The percentage of customers (or revenue) that cancels in a given period — typically calculated monthly or annually.

What it actually means

Churn rate is calculated two ways: customer churn (% of customers who cancel) and revenue churn (% of MRR lost to cancellations). A SaaS with 5% monthly customer churn loses 60% of customers annually (compounded). For coaching software targeting solo operators, healthy monthly churn is 2-4%; below 2% is excellent; above 5% is a retention crisis. Negative net revenue churn (expansion exceeds churn) is the gold standard — happens when existing customers upgrade tiers faster than others cancel.

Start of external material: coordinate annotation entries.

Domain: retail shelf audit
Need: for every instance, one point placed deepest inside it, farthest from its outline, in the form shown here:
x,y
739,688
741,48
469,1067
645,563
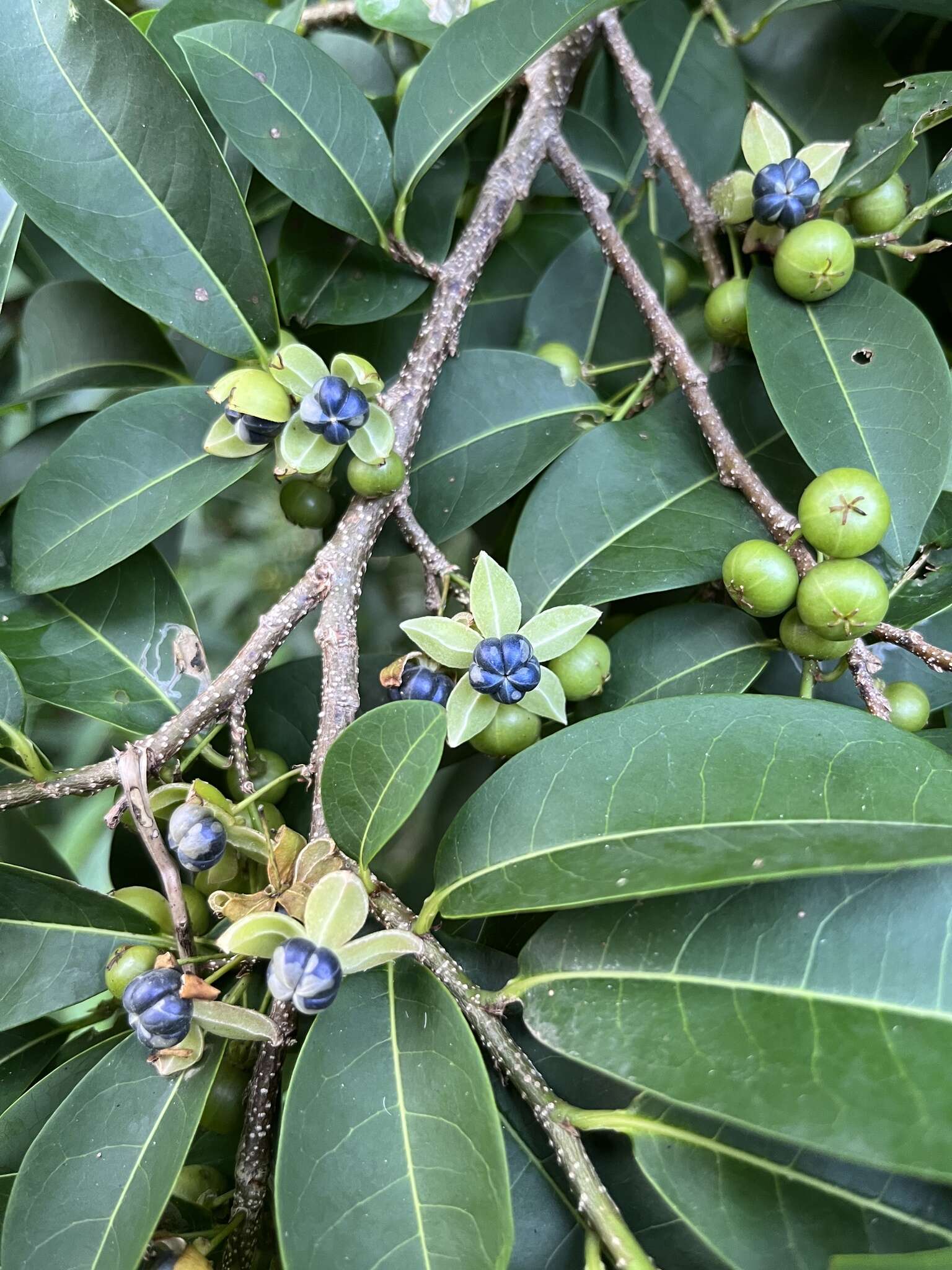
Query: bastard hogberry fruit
x,y
305,974
334,411
420,683
156,1013
506,668
783,193
196,836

Distinguishing it from look-alikes

Voluntary churn (customer chose to cancel) and involuntary churn (payment failed, dunning gave up) are different problems with different fixes. Involuntary churn is solved by transparent dunning + payment-update flows. Voluntary churn is solved by product-market fit + customer success. Most SaaS founders conflate the two and apply the wrong fix. Cadence tracks both separately.

Examples

100 customers, 4 cancel in month
4% monthly customer churn — healthy for B2B SaaS
$10K MRR, $300 lost to cancels, $400 expansion
Net negative revenue churn = best-case
Voluntary vs involuntary split
If 60% of churn is involuntary (failed payments), the fix is dunning, not product. Different problem entirely.